Tüm süreçlerin ortak noktası, pilin kutuplarında, kapasitörün plakalarında, elektrolizdeki elektrotlarda veya hücre zarında bir arayüzde sözde "elektriksel çift katman" oluşmasıdır. Bir taraf -örneğin elektrot- negatif yüklüyken, hareketli iyonlar biçimindeki karşılık gelen pozitif yük sıvı tarafta bulunur. Sadece birkaç nanometre kalınlığında olan bu çift katmanların ne kadar hızlı oluşabileceği veya bir bozulmaya ne kadar hızlı tepki vereceği, bir enerji depolama cihazının elektrik enerjisini ne kadar hızlı alıp verebileceğini anlamak için önemlidir, örneğin pil şarjı gibi uygulamalar için.
Az sayıda hareketli yük taşıyıcısı için, teorik modeller ve ölçümler bu dinamikleri uzun zamandır tahmin ediyor ve bu çift katmandaki iyonların hareketini iyi bir şekilde tanımlayabiliyor. Ancak, biyolojik sistemlerde olduğu gibi ve piller için gerekli olduğu gibi, yük taşıyıcılarının sayısı artırılırsa, bu modellerin varsayımları çöker.

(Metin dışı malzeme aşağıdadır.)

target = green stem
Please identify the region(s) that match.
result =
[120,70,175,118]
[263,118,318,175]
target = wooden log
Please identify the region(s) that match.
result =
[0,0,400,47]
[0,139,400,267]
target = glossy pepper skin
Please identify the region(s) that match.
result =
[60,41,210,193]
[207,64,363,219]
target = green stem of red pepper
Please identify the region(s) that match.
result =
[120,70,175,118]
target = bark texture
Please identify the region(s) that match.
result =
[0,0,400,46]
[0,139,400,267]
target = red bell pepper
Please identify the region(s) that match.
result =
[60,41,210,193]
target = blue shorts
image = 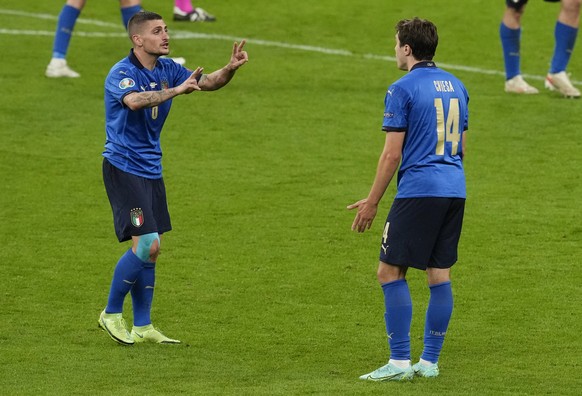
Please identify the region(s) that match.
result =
[103,159,172,242]
[380,198,465,270]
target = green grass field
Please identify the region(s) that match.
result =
[0,0,582,395]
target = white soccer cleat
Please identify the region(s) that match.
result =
[131,324,181,344]
[174,7,216,22]
[360,363,414,382]
[44,58,81,78]
[505,74,539,95]
[170,56,186,65]
[99,310,133,345]
[544,71,580,99]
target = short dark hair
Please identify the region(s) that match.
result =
[127,10,163,39]
[395,17,439,61]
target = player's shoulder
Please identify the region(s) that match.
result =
[107,58,137,78]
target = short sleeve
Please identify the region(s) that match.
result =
[382,85,410,132]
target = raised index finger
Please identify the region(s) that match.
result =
[234,39,247,52]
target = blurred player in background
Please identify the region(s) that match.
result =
[348,18,469,381]
[499,0,582,98]
[99,11,248,345]
[45,0,142,78]
[174,0,216,22]
[45,0,216,78]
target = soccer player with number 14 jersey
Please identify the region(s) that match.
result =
[348,18,469,381]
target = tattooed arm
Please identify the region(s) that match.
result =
[123,67,203,111]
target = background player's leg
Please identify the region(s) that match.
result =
[45,0,85,78]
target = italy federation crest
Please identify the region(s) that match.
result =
[129,208,143,228]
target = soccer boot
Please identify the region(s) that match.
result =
[131,324,181,344]
[544,71,580,99]
[44,58,81,78]
[412,362,439,378]
[99,310,133,345]
[505,74,539,94]
[360,363,414,382]
[174,7,216,22]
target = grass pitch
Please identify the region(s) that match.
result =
[0,0,582,395]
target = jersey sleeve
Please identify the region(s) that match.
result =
[382,85,410,132]
[105,68,139,104]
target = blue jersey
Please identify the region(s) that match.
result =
[382,62,469,198]
[103,50,192,179]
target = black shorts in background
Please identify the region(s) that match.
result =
[380,198,465,270]
[103,159,172,242]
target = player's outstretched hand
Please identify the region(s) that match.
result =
[347,198,378,232]
[228,40,249,70]
[178,66,204,94]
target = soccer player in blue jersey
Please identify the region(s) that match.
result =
[499,0,582,98]
[45,0,189,78]
[99,11,248,345]
[348,18,469,381]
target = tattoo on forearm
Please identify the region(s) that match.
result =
[131,88,176,108]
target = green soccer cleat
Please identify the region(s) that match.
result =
[360,363,414,382]
[99,310,133,345]
[412,362,439,378]
[131,324,181,344]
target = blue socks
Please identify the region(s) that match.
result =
[105,249,144,313]
[421,281,453,363]
[105,249,156,326]
[550,22,578,73]
[121,5,142,30]
[382,279,412,360]
[53,4,81,59]
[499,23,521,80]
[131,262,156,326]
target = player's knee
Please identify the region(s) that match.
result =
[376,261,406,284]
[135,232,160,262]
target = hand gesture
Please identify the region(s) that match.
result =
[347,198,378,232]
[228,40,249,70]
[176,66,204,94]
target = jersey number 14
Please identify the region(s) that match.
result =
[434,98,461,155]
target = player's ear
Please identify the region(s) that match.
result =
[131,34,143,47]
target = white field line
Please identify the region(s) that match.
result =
[0,8,582,85]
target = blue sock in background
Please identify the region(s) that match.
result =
[121,5,142,30]
[421,281,453,363]
[53,4,81,59]
[382,279,412,360]
[105,249,144,313]
[499,23,521,80]
[550,22,578,73]
[131,263,156,326]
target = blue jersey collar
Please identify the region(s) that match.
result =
[410,61,436,71]
[128,48,158,69]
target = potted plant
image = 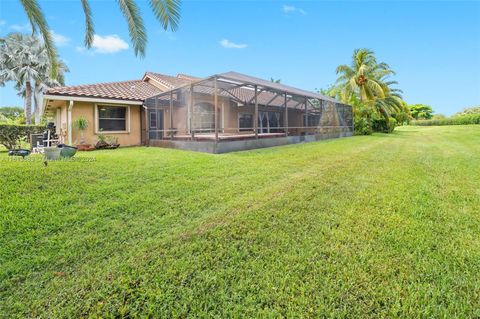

Bu nedenle, elektriksel çift katmanların tam olarak nasıl oluştuğu bir gizem olarak kalmıştır.
MPI Polimer Araştırmaları Direktörü Mischa Bonn, “Şimdiye kadar çift katmanın oluşumunda yer alan kesin süreçleri incelemek mümkün olmadı,” diyor . “Elektronik devrelerle iyonların hareketi kadar hızlı gerçekleşen süreçleri incelemek mümkün değil, çünkü devrelerin kendileri yalnızca sınırlı bir zamansal çözünürlük sağlayabilir. Bu sınırlamayı aşmak için ultra hızlı optikler kullanıyoruz.”
Bu nedenle, Max Planck Polimer Araştırma Enstitüsü ve Viyana Üniversitesi'ndeki ekip, çift tabakanın oluşumunu incelemek için optik bir ölçüm yöntemi kullandı. Bu amaçla, suya pozitif iyonların (H3O+ ) oluşmasına neden olan asit eklediler. Bu iyonlar, tercihen elektriksel bir çift tabaka oluşturdukları su yüzeyinde düzenlenirler. Kızılötesi aralıktaki güçlü bir lazer darbesi, yüzeyi ısıtmak, yüzeyden H3O+'yı uzaklaştırmak ve böylece çift tabakayı bozmak için kullanıldı. Bir zaman gecikmesinden sonra yüzeyi daha fazla lazer darbesiyle inceleyerek ve yansıyan ışığı tespit ederek, iyonların yeni bir dengeye ulaşmak için yüzeyden nasıl uzaklaştığını nicelleştirebildiler.
Deneysel sonuçlarını bilgisayar simülasyonlarıyla birleştirdiler. Bu, çift tabakanın oluşumunun, yüksek konsantrasyonlarda bile, öncelikle elektrik alanlarından kaynaklandığını kanıtlamalarını sağladı.
Şimdi Science dergisinde yayımladıkları yeni metodoloji, çok çeşitli kimyasal ve biyolojik sistemlerdeki arayüzlerdeki bu tür süreçleri incelemek için yeni yollar açıyor. Ayrıca ekip, karmaşık arayüzlerin bile nispeten basit fiziksel modeller kullanılarak tanımlanabileceğini buldu. Mevcut teorik çerçevelerin çift katman oluşumunu dikkate değer bir doğrulukla tanımladığını doğruluyorlar.